The Bible in a Year – 1 September

If this is your first viewing, please see my Introduction before reading this.

1 September. Daniel chapters 9-10

The prayer of Daniel in chapter 9, following the revelation that the Jewish exile would last seventy years, resembles those of King David or one of the other prophets.  It is a prayer of penitence not so much on his own behalf as on behalf of the nation. It is dated in the reign of Ahasuereus (who according to the commentaries is probably not the ruler of the same name in the story of Esther).

It is interesting that this intense prayer of penitence is followed by the appearance of the archangel Gabriel, while in chapter 10 three weeks of fasting is followed by an even greater epiphany.  Whether it is the laying aside of self-centredness in such religious practices, or the physical changes in the body due to emotion or hunger, that make someone open to such spiritual experiences, is difficult to say. But the association is a strong one.

The second appearance is of a shining figure who inspires both worship and fear. Christians might identify him as the Christ, or (since it seems this figure was not all-powerful against the ‘prince’ or guardian spirit of Persia without the aid of the archangel Michael) it might be another archangel.  But since the classification of spiritual beings is at best a subjective matter, let us just call him an angel (messenger) of God.

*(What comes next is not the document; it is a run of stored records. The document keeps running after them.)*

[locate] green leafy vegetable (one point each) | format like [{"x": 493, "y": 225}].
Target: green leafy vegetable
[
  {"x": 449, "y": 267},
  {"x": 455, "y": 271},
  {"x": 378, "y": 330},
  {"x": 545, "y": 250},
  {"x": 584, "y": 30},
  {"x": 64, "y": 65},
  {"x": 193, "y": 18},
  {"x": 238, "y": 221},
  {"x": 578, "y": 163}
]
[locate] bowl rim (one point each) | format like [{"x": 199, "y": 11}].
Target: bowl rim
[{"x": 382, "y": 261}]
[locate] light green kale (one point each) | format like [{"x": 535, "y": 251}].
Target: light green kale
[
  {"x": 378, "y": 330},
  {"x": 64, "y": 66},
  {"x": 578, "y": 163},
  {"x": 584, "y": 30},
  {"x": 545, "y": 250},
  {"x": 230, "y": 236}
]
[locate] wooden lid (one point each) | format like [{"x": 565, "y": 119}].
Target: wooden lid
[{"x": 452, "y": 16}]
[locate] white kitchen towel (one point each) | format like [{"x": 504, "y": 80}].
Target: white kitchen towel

I will not attempt to analyse or explain the “prophecy of seventy weeks” in Chapter 9 as much greater Biblical scholars have failed in the attempt (just google it!)  I will just pick on one phrase, the “abomination that desolates” (9:27).  This too has had numerous explanations, most of which relate to the “desecration” of the Temple in Jerusalem.  This does not necessarily mean physical destruction – desecration is an extreme form of disrespect.

I refer you to an essay by the late Isaac Asimov titled “Pompey and Circumstance”.  There is a copy of it online. Read it and see what you think.